By the sixth week the debate began to run out of steam. A disappointed man from the crowd even asked whether the speaker agreed with Goethe that he was: “not anti-Christian, nor un-Christian, but most decidedly not Christian”. Geoffroy announced that he would not continue in this “pit, applauding the outrageous comedies of Aristophanes.” The majority verdict was that there was no winner, a conclusion summed-up by Goethe who thought that “the more vitally these two [directions] of the mind are related, like inhaling and exhaling, the better will be the outlook for the sciences and their friends.” Unfortunately, not many people heard him then, and fewer read his scientific work since.
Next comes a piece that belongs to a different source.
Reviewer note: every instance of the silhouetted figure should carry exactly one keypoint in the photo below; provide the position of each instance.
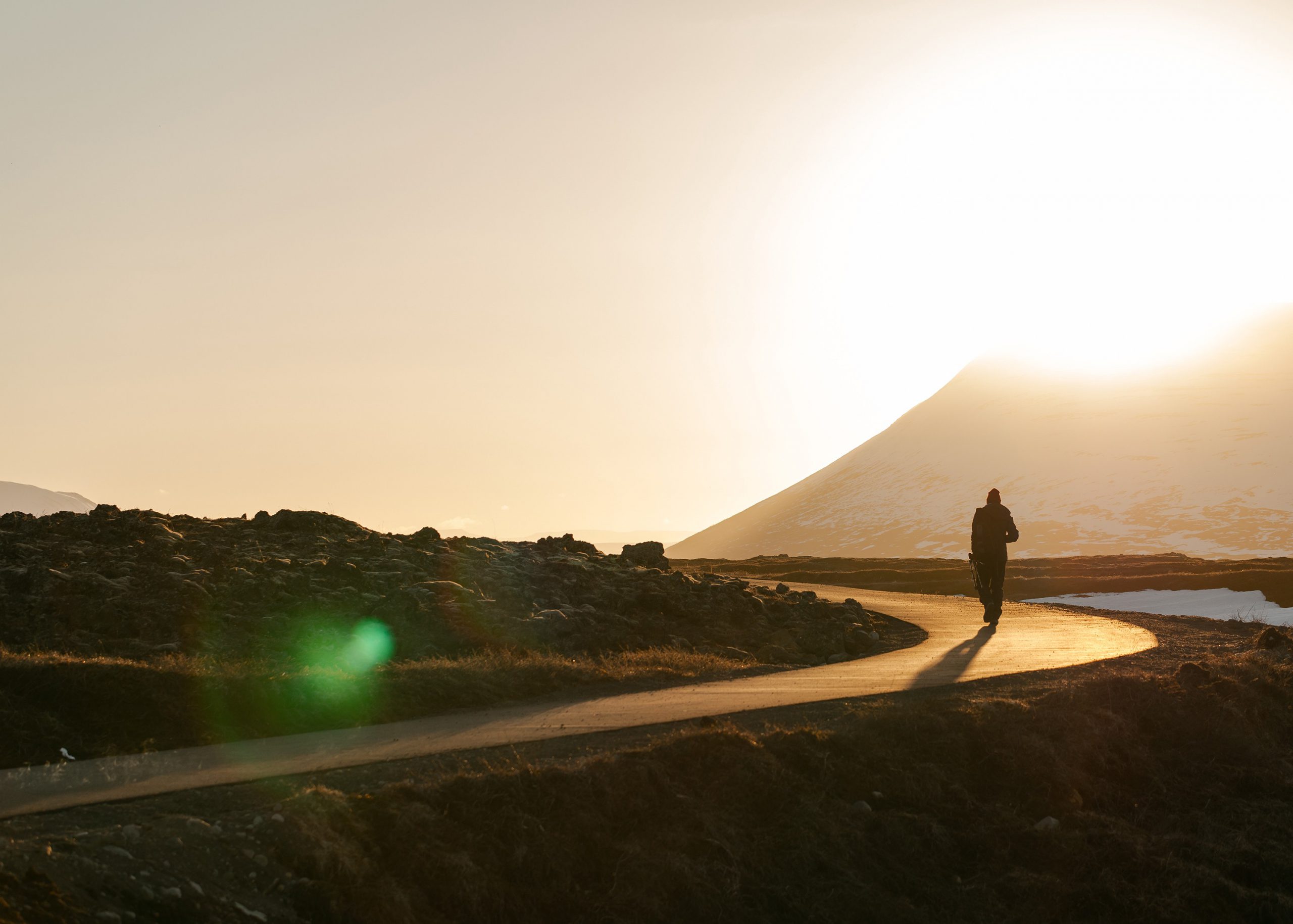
(993, 527)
th-5     Goethe’s frustrated character Faust was damned for thinking that humans could learn the tools of God’s trade, be able to refine the crudity of nature, and separate the wheat from the chaff. Human knowledge was certainly moving fast during the 1820s and the German capital was almost as exciting a place as Paris.

th-3  The idealist and philosopher Georg Hegel (1770-1831) lectured there at the university in Berlin, saying that beneath the anarchy and chaos of human affairs, the spirit of reason was at work, not only in those contemporary turbulent times but for long before, and doubtless into the future as well. With this strong sense of optimism, the story of life on earth was at a changing point, science taking over the role of driving force, replacing the insecurity and fear from the myths that had held sway. It was a new age with a new knowledge, but using the strong spirit of reason. Hegel believed that the history of materialism began with the ordering of early life on earth, then reading through the stories of the bible, and then passing through the methods of science to a new level. Could this journey mean that the science laboratory was to subsume the church?

Hegel might have been surprised to find support from a London lawyer: “England is more parson-ridden than any country in Europe except Spain”. Despite this over-emphatic opinion, Charles Lyell was determined to “free the science from Moses.” Not only was he thinking of his own teacher at Oxford in 1820 but of the attitude across so much of society in Britain at the time. The old ways of thinking, the old habits of living just wouldn’t go away gradually and without a fight. In particular, he thought that Professor Buckland, who still commanded a big following, was thinking in one century and living in another.